ENTECAVIR
Clinical safety rating: safe
Animal studies have demonstrated safety
Entecavir is a guanosine nucleoside analogue with activity against hepatitis B virus (HBV) polymerase. It is phosphorylated intracellularly to the active triphosphate form, which competes with the natural substrate deoxyguanosine triphosphate and inhibits HBV polymerase (reverse transcriptase) activity, resulting in inhibition of viral DNA synthesis.

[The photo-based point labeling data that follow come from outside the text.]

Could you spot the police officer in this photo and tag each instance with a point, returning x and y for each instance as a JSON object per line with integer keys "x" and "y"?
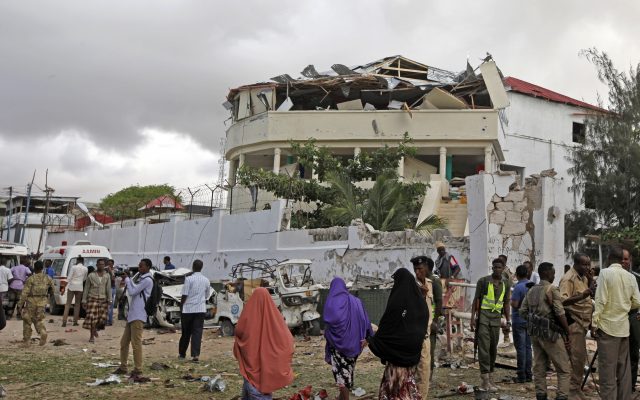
{"x": 32, "y": 301}
{"x": 490, "y": 303}
{"x": 547, "y": 325}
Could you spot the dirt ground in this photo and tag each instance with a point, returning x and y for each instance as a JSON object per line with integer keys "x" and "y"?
{"x": 62, "y": 372}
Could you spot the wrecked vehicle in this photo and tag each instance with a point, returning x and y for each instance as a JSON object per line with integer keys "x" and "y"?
{"x": 168, "y": 314}
{"x": 291, "y": 287}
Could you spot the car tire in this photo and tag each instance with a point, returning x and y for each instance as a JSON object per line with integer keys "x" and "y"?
{"x": 54, "y": 309}
{"x": 227, "y": 328}
{"x": 314, "y": 328}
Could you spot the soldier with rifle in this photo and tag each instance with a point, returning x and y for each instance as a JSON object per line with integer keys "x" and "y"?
{"x": 547, "y": 326}
{"x": 491, "y": 302}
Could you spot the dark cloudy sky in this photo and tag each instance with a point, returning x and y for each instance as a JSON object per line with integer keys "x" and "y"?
{"x": 108, "y": 94}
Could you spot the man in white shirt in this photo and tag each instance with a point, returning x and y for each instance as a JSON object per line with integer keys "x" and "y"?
{"x": 75, "y": 287}
{"x": 195, "y": 292}
{"x": 5, "y": 278}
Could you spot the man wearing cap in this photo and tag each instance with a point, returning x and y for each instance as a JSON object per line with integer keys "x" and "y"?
{"x": 490, "y": 303}
{"x": 425, "y": 284}
{"x": 446, "y": 264}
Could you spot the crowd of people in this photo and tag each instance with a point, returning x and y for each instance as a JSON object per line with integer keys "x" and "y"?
{"x": 550, "y": 323}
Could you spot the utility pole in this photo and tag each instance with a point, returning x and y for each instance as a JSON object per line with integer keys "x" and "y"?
{"x": 48, "y": 191}
{"x": 10, "y": 213}
{"x": 26, "y": 214}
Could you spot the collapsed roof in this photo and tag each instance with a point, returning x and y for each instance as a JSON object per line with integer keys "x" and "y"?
{"x": 392, "y": 83}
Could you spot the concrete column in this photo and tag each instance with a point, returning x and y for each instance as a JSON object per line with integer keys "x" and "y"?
{"x": 276, "y": 160}
{"x": 488, "y": 167}
{"x": 443, "y": 163}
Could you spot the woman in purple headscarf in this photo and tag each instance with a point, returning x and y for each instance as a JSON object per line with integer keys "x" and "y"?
{"x": 346, "y": 328}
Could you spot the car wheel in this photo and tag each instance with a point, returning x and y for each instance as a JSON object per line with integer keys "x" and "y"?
{"x": 227, "y": 328}
{"x": 314, "y": 328}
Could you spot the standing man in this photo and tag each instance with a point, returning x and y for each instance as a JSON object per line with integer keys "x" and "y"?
{"x": 167, "y": 263}
{"x": 425, "y": 284}
{"x": 521, "y": 338}
{"x": 96, "y": 299}
{"x": 576, "y": 299}
{"x": 32, "y": 301}
{"x": 5, "y": 279}
{"x": 490, "y": 303}
{"x": 112, "y": 276}
{"x": 542, "y": 307}
{"x": 75, "y": 288}
{"x": 616, "y": 295}
{"x": 48, "y": 268}
{"x": 20, "y": 274}
{"x": 138, "y": 292}
{"x": 193, "y": 307}
{"x": 634, "y": 326}
{"x": 446, "y": 265}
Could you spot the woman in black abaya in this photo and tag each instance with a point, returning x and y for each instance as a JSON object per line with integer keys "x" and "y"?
{"x": 399, "y": 338}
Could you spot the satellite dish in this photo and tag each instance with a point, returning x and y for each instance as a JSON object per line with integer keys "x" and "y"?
{"x": 85, "y": 210}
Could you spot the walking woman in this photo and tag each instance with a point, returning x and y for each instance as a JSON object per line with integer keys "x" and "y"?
{"x": 96, "y": 299}
{"x": 346, "y": 328}
{"x": 263, "y": 347}
{"x": 398, "y": 341}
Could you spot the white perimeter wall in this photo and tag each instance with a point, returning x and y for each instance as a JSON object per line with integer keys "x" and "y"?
{"x": 224, "y": 240}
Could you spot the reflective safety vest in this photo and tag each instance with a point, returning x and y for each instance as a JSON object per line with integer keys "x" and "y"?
{"x": 489, "y": 300}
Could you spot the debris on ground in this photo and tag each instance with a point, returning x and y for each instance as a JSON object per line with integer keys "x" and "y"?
{"x": 105, "y": 365}
{"x": 156, "y": 366}
{"x": 139, "y": 379}
{"x": 111, "y": 379}
{"x": 359, "y": 392}
{"x": 217, "y": 384}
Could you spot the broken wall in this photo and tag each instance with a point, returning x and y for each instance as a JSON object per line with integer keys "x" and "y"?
{"x": 525, "y": 224}
{"x": 224, "y": 240}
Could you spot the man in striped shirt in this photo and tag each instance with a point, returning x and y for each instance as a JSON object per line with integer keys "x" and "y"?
{"x": 195, "y": 292}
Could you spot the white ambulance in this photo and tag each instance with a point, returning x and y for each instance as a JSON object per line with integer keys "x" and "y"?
{"x": 63, "y": 258}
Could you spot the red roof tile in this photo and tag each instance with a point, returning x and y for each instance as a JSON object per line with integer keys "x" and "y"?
{"x": 529, "y": 89}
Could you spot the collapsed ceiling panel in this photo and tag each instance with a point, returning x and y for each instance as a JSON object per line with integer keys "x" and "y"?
{"x": 381, "y": 85}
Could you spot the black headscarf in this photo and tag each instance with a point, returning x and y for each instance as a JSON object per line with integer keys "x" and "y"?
{"x": 404, "y": 323}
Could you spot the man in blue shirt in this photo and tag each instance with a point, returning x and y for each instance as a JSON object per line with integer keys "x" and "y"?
{"x": 167, "y": 263}
{"x": 521, "y": 339}
{"x": 49, "y": 268}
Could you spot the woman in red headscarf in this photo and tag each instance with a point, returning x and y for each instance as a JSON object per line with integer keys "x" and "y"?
{"x": 263, "y": 347}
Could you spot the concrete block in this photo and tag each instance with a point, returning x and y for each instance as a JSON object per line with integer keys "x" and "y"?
{"x": 519, "y": 206}
{"x": 515, "y": 196}
{"x": 513, "y": 216}
{"x": 513, "y": 228}
{"x": 504, "y": 206}
{"x": 497, "y": 217}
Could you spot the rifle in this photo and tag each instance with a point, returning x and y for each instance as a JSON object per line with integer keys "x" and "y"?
{"x": 586, "y": 375}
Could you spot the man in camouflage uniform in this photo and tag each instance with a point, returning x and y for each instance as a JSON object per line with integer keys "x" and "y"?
{"x": 547, "y": 325}
{"x": 32, "y": 301}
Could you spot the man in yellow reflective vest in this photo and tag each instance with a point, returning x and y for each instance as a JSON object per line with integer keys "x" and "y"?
{"x": 490, "y": 303}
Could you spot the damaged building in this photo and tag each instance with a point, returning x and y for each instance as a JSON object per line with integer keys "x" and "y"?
{"x": 461, "y": 123}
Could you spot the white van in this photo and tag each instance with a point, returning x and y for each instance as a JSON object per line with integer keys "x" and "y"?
{"x": 63, "y": 258}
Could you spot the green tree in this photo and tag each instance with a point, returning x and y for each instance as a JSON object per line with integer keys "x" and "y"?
{"x": 126, "y": 202}
{"x": 606, "y": 168}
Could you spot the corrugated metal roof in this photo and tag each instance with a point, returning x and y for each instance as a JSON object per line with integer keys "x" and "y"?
{"x": 520, "y": 86}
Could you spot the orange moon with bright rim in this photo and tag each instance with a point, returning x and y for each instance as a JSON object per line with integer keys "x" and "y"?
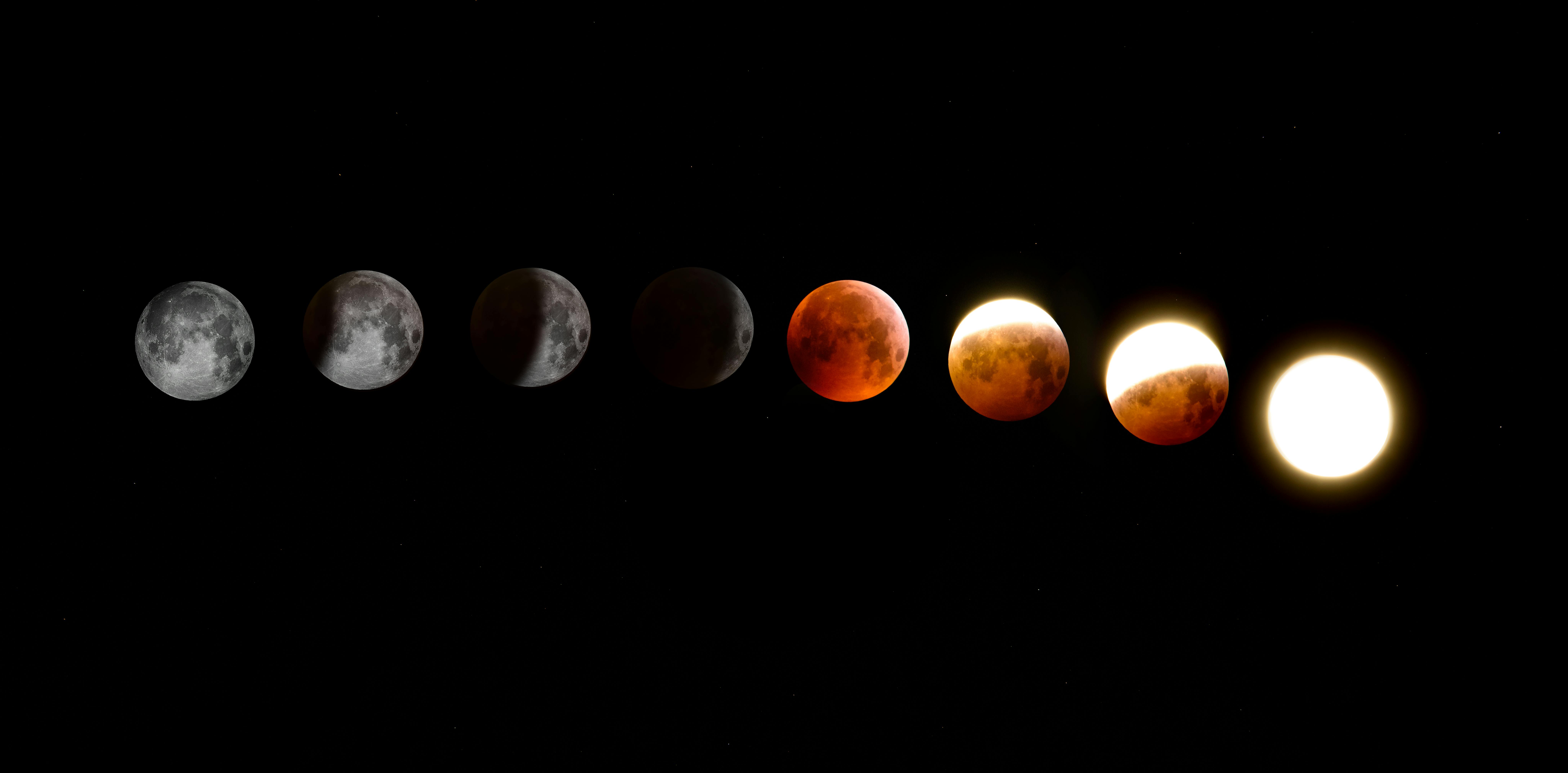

| Metabolism | Entecavir is primarily eliminated by the kidneys via glomerular filtration and net tubular secretion. It is not a substrate for cytochrome P450 enzymes; metabolism is minimal with oxidation and glucuronidation forming minor metabolites. |
| Excretion | Renal excretion of unchanged drug accounts for 60-73% of the dose; biliary/fecal elimination accounts for 27-40% via active tubular secretion and glomerular filtration. |
| Half-life | Terminal elimination half-life is approximately 128-149 hours (5-6 days) in patients with normal renal function; prolonged in renal impairment (up to 40 hours in severe impairment), necessitating dose adjustment based on creatinine clearance. |
| Protein binding | Approximately 13% bound to human serum albumin (low binding). |
| Volume of Distribution | Volume of distribution is 0.7-1.0 L/kg (total body water), indicating extensive extravascular distribution. |
| Bioavailability | Oral bioavailability is 100% (high); absorption not affected by food (administer on empty stomach or with food). |
| Onset of Action | Oral administration: Reduction of HBV DNA levels detectable within 1 week; maximal antiviral effect observed at 4-6 weeks. |
| Duration of Action | Sustained viral suppression for the duration of therapy; rebound occurs upon discontinuation. Clinical duration is dose-dependent with once-daily dosing maintaining therapeutic levels over 24 hours. |
| Molecular Weight | 277.3 Da |
0.5 mg orally once daily; for lamivudine-refractory or decompensated liver disease: 1 mg orally once daily.
| Dosage form | TABLET |
| Renal impairment | Creatinine clearance (CrCl) ≥50 mL/min: 0.5 mg every 24h (or 1 mg every 24h for refractory); CrCl 30-49: 0.5 mg every 48h (or 1 mg every 48h); CrCl 10-29: 0.5 mg every 72h (or 1 mg every 72h); CrCl <10 (including hemodialysis): 0.5 mg every 96-120h (or 1 mg every 96-120h), administered after dialysis. |
| Liver impairment | No dose adjustment required for mild to moderate hepatic impairment (Child-Pugh A or B). For severe hepatic impairment (Child-Pugh C), limited data; use with caution and monitor. If decompensated liver disease, use 1 mg daily regardless of Child-Pugh score. |
| Pediatric use | For patients ≥2 years and ≥10 kg: weight-based dosing. 10-11 kg: 0.15 mg; >11-14 kg: 0.2 mg; >14-17 kg: 0.25 mg; >17-20 kg: 0.3 mg; >20-25 kg: 0.35 mg; >25-30 kg: 0.4 mg; >30-40 kg: 0.45 mg; >40 kg: 0.5 mg. For lamivudine-experienced or decompensated: 1 mg daily for those >40 kg. |
| Geriatric use | No specific geriatric dose adjustments; select dose based on renal function (creatinine clearance) due to age-related decline in renal function. |
| 1st trimester | Human data limited; animal studies show embryo-fetal toxicity at high doses. Use only if clearly needed and potential benefit outweighs risk. |
| 2nd trimester | Human data limited; animal studies show fetal toxicity. Use only if clearly needed. |
| 3rd trimester | Human data limited; animal studies show fetal toxicity. Use only if clearly needed. |
Clinical note
Drugs that reduce renal function may increase levels Severe acute exacerbations of hepatitis B have been reported upon discontinuation.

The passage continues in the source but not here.